If she''s suffering from depression she needs meds and/or therapy. You can show your love for her in different ways: hang up laundry, fill her car with petrol, bring her flowers, give her hugs... but she has to admit to having a problem and be willing to work on it.

Reply to Maria
Posted by: Neil | 2010/05/24

Maria

Are you sure that there is nothing I can do?? She wouldn''t go to the DR on anyones'' encouragement and will ask why and be very suspicious about it.

Reply to Neil
Posted by: Maria | 2010/05/24

Could you get her mom or a close friend to encourage her to visit her doctor? You can then contact the doctor before she goes and explain what is going on. She needs help, and nothing you do is going to fix the situation.

Reply to Maria
Posted by: Neil | 2010/05/24

Maria

No she isn''t and also wasn''t treated. It''s her mother that told me that she is suffering from it when they came to visit 2months after the birth. All the simptoms was there when I read on the internet what it was and why it happens.

Reply to Neil
Posted by: Maria | 2010/05/24

Neil it sounds as if your wife could still be seriously depressed.

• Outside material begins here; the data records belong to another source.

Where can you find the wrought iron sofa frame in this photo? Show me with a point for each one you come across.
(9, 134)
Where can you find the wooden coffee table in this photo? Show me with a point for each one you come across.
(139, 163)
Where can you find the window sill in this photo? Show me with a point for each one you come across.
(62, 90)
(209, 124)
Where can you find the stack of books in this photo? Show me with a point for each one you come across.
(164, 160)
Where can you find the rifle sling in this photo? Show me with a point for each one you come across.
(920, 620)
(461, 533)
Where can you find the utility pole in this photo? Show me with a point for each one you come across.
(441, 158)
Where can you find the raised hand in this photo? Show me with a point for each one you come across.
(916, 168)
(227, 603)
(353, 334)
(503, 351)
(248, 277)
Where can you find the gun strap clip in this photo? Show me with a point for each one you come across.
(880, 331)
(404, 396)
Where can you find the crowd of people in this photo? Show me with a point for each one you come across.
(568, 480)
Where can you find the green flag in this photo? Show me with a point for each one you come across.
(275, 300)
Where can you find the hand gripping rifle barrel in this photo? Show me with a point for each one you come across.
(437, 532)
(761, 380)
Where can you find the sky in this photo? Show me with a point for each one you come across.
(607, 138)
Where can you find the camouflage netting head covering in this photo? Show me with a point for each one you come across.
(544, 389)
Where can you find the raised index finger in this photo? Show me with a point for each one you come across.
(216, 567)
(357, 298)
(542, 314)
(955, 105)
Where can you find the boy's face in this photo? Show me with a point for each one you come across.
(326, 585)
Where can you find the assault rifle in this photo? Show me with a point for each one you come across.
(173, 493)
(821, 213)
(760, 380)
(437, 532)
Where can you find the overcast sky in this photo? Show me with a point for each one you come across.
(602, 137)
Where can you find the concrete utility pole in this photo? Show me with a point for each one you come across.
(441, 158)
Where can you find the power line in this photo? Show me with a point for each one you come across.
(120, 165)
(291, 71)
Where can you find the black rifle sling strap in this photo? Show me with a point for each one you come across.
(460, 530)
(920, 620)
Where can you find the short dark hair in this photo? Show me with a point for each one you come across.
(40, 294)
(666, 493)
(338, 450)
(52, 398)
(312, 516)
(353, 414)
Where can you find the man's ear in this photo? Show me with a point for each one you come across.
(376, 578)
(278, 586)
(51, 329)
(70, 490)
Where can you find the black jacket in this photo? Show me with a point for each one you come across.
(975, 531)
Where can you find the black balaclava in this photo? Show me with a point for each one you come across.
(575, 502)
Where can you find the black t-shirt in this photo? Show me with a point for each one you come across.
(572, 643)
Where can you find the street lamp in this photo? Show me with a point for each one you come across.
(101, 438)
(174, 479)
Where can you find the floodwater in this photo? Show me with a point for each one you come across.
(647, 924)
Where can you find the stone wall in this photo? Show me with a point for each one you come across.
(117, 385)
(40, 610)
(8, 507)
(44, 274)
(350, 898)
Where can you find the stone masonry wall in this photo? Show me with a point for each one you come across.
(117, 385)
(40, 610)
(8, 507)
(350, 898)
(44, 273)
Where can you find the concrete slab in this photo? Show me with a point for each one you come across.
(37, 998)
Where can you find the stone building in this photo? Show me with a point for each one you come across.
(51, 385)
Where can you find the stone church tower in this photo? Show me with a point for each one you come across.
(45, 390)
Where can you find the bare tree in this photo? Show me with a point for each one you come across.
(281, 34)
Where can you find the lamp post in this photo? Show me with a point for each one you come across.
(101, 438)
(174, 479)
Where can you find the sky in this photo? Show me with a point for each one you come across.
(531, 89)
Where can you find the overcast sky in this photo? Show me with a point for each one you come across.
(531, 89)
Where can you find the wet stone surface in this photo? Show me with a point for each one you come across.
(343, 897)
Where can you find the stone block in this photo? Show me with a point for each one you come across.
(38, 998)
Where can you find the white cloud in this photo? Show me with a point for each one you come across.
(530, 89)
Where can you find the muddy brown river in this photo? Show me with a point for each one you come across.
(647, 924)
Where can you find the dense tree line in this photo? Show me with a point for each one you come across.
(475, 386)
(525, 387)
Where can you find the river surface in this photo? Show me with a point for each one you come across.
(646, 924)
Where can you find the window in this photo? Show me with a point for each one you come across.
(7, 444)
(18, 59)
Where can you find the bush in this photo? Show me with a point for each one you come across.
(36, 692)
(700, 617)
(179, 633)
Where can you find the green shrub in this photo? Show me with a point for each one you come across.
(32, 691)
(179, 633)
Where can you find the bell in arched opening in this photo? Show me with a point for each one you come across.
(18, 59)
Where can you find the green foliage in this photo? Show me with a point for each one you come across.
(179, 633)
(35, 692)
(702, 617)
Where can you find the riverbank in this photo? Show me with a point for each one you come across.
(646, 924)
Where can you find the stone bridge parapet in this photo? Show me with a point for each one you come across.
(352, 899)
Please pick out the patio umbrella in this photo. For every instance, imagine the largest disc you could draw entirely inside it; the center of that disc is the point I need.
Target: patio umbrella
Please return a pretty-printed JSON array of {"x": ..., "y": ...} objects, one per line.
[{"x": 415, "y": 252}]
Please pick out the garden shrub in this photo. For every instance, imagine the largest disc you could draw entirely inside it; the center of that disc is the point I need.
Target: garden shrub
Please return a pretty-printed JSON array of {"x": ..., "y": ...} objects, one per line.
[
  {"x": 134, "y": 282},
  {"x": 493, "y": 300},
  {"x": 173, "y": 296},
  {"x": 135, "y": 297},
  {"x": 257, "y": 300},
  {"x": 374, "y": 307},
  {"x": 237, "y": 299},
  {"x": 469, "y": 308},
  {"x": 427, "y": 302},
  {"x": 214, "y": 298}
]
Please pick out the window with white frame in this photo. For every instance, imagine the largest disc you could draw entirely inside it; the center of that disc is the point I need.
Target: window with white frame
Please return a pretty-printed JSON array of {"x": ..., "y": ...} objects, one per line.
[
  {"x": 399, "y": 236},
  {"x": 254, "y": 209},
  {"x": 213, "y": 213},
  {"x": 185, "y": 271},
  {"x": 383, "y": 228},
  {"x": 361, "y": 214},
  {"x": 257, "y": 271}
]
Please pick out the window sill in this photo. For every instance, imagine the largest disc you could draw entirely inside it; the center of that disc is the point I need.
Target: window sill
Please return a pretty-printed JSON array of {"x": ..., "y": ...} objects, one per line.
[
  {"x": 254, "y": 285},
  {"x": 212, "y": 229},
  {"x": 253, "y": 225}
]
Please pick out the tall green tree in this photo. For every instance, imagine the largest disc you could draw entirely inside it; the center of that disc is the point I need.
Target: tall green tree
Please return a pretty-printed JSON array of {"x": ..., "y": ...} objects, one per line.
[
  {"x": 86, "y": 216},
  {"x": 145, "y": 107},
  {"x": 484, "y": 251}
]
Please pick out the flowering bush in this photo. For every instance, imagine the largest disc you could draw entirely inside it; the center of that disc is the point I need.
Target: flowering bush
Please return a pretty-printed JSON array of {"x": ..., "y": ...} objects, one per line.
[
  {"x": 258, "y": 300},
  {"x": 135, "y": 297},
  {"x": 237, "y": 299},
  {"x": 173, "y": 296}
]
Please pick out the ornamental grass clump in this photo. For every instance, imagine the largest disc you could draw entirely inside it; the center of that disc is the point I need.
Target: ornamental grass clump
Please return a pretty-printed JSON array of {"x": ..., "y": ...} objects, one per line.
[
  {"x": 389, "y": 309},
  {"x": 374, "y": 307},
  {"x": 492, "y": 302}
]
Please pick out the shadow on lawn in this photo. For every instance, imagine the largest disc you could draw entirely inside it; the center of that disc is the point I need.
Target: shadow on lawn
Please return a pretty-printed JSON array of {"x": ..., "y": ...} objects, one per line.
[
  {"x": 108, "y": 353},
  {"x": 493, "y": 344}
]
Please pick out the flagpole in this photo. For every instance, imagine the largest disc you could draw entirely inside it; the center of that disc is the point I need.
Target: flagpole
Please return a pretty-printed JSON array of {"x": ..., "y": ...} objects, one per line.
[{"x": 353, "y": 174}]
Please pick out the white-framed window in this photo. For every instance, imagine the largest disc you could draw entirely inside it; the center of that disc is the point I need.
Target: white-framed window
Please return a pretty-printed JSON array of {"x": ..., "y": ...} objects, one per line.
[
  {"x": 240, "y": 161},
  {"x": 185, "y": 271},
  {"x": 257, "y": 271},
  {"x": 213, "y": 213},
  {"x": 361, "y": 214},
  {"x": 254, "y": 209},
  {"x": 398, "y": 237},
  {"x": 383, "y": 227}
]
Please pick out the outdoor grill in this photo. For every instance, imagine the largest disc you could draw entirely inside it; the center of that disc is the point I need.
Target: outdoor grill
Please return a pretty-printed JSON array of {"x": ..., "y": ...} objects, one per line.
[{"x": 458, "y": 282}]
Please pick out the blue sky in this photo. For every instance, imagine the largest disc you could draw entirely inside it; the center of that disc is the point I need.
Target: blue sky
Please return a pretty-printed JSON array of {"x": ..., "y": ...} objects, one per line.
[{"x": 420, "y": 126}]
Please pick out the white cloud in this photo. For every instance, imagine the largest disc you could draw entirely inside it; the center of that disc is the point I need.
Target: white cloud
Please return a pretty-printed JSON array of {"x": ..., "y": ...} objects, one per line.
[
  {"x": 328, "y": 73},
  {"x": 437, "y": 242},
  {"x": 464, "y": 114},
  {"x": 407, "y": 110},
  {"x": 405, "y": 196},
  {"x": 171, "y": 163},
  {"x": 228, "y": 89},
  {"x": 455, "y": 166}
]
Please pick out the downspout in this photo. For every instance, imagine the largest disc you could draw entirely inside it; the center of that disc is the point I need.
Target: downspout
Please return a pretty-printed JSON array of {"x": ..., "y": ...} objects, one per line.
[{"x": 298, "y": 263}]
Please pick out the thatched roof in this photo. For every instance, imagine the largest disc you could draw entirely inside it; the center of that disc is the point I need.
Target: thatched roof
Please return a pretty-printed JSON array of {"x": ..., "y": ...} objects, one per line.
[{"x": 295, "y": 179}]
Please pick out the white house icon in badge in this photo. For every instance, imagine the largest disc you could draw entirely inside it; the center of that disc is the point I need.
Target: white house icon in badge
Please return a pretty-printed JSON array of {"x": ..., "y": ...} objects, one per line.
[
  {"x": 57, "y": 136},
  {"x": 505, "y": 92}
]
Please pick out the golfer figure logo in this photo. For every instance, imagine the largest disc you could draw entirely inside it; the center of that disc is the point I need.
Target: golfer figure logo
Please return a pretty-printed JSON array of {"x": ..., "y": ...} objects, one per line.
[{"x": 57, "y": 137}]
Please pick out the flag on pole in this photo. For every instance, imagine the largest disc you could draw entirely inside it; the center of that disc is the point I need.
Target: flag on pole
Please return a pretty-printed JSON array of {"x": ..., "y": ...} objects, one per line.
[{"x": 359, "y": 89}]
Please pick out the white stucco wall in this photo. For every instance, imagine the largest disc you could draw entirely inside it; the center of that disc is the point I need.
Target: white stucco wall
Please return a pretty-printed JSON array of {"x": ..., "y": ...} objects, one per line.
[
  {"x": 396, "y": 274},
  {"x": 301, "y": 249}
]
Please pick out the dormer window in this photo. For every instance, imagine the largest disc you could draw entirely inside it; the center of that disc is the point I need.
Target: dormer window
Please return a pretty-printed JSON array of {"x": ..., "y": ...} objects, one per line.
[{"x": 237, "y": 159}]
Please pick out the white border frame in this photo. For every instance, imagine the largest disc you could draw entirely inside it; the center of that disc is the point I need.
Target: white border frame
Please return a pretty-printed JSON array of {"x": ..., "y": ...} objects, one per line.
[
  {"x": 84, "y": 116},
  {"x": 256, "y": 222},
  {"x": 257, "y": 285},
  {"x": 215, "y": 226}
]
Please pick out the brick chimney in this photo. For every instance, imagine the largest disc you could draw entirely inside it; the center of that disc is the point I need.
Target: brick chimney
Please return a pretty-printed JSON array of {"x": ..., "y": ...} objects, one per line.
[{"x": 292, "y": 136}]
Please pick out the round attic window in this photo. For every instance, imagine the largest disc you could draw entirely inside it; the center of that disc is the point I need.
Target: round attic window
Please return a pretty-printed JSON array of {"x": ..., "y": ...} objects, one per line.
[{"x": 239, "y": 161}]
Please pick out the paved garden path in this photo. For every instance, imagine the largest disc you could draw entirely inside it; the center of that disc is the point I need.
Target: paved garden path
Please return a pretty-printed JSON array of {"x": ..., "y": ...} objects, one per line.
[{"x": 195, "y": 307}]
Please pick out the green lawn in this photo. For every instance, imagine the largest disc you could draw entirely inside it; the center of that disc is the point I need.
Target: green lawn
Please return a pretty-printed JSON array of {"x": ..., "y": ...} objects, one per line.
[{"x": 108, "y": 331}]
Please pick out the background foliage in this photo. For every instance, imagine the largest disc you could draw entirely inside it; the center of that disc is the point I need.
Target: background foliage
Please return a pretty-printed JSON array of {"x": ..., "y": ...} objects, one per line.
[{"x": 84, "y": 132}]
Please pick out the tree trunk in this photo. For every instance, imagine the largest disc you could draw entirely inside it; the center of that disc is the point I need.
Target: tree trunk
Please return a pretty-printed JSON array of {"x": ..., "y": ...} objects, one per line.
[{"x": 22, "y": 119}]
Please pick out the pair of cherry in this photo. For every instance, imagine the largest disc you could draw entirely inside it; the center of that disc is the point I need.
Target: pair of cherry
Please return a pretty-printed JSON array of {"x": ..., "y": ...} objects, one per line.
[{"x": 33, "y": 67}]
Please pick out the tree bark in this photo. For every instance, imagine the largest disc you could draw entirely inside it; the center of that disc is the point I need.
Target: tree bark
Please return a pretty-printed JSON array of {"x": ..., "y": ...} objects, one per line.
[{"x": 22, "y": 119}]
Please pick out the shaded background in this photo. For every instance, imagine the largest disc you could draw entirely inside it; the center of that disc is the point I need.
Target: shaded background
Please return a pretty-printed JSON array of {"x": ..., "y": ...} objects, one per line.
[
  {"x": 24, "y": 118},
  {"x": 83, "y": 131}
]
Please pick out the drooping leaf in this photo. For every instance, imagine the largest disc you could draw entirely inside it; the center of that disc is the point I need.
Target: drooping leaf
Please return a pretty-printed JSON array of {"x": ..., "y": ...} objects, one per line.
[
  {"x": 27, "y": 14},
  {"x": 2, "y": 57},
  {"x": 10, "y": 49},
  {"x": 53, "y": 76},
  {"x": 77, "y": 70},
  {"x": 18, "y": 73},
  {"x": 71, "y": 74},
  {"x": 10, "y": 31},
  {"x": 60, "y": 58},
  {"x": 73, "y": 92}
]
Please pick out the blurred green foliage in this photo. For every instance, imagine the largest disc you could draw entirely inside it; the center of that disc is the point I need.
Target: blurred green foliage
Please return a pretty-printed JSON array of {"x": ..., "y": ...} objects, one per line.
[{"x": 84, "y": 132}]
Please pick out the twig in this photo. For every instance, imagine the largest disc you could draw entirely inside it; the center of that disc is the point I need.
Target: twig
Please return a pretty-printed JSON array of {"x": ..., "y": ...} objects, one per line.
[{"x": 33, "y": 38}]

Is she being treated for depression?

Reply to Maria
Posted by: cybershrink | 2010/05/24

There may have been the beginnings of the depression before the birth, as well as afterwards in them more obvious PND.
And it sounds VERY much as though she is still not recovered, and perhaps the problems should be discussed by you with the psychiatrist treating her ( and it should be a psychiatrist, not a GP ).
Ifg, as your later comments suggest, she has never yet been competently treated for her mental state, then her mother has a duty to work with you to persuade her to seek the treatment she needs, as this in itself could be harmful for the child as well as for her.